CONSOLIDATION OU GUERISON
 
Après avoir réalisé les soins et les prothèses nécessaires il faut établir un certificat de consolidation ou de guérison.
guérison lorsque toutes les lésions ont disparues,
consolidation lorsque les lésions sont fixées et ne semble plus s'aggravées.
Dans les deux cas une rechute est toujours possible.
Pour cela il faut remplir le certificat médical final de consolidation ou de guérison (formulaire S6909a) en indiquant les conséquences et séquelles dues à l'accident.
cochez la case « final »  dans le volet 1
le patient adresse à sa caisse les 2 premiers volets et conserve le troisième,
en cas de reprise du travail, remplir le volet 4 en indiquant la date de reprise et le remettre au patient pour qu'il l'adresse à sa caisse.
Le patient recevra, après avis du médecin ou du chirurgien-dentiste conseil, une notification de la date de guérison ou de consolidation par lettre recommandée avec accusée de réception. La caisse nous en informera aussi.
 
CERTIFICAT DE RECHUTE
 
En cas de rechute (aggravation de la lésion initiale ou apparition d'une lésion résultant de l'accident du travail) qui nécessite un traitement et éventuellement un arrêt de travail, il faut établir un certificat médical de rechute. Ce document (formulaire S6909a) est à remplir et à envoyer au chirurgien dentiste conseil avant tous travaux supplémentaires. Dans ce cas il faut cochez la case « de rechute » en haut du volet 1, et indiquer la nature exacte des lésions constatées ainsi que la date de l'accident.

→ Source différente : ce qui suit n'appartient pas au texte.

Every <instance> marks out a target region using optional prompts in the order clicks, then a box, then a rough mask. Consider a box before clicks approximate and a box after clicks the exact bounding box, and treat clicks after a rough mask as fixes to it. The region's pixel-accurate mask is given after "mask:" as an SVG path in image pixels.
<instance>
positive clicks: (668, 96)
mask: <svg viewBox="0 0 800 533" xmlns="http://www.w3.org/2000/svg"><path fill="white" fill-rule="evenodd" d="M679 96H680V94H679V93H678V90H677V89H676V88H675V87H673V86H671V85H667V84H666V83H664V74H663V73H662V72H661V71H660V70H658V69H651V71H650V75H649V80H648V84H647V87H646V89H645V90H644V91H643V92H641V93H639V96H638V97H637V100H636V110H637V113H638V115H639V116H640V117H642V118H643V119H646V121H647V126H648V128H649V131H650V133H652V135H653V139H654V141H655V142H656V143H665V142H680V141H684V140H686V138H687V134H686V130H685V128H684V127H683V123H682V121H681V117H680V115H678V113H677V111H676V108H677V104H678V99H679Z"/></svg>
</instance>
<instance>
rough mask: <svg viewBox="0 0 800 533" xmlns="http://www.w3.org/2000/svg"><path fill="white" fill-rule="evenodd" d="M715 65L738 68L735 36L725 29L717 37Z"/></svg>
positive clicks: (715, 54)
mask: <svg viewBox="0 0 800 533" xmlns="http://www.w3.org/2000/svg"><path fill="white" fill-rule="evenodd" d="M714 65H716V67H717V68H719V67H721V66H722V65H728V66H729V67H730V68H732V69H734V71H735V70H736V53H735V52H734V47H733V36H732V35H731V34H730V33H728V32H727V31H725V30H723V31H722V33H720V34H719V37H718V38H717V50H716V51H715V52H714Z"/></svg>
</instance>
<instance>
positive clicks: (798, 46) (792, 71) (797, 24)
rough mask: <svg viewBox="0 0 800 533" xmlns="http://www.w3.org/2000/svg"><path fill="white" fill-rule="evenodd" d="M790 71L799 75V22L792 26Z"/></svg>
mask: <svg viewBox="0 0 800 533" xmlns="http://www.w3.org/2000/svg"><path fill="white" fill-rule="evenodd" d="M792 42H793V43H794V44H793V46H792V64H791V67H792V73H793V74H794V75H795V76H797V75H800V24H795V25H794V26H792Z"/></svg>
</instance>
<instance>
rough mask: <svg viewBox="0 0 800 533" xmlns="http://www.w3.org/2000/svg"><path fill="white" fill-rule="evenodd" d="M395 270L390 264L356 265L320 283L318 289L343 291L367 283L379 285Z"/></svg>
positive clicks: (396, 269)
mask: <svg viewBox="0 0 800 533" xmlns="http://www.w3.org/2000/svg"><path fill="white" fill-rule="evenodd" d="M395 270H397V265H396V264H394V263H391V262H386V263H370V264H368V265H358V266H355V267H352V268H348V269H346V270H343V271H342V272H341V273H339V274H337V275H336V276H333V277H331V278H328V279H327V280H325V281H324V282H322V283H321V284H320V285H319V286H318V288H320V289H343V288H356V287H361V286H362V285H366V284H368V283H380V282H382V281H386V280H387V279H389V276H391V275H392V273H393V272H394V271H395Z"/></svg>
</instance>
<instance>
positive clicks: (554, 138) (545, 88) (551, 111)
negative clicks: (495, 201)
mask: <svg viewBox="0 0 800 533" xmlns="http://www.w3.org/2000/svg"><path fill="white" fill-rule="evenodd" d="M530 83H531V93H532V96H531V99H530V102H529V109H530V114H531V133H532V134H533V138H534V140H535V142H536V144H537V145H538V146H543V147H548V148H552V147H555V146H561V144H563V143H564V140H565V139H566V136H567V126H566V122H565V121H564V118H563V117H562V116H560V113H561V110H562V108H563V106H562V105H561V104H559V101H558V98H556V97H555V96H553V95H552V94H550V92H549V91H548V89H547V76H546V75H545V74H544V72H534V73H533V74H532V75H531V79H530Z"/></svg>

Dès que la caisse du patient réceptionnera le document elle lui enverra une « feuille d'accident du travail ou de maladie professionnelle ». Le chirurgien dentiste conseil décidera si ces lésions de « rechute » seront prise en charge ou non au titre de l'accident du travail.
Après la période de rechute, il faudra encore établir un certificat médical final, en indiquant la date de guérison ou de consolidation.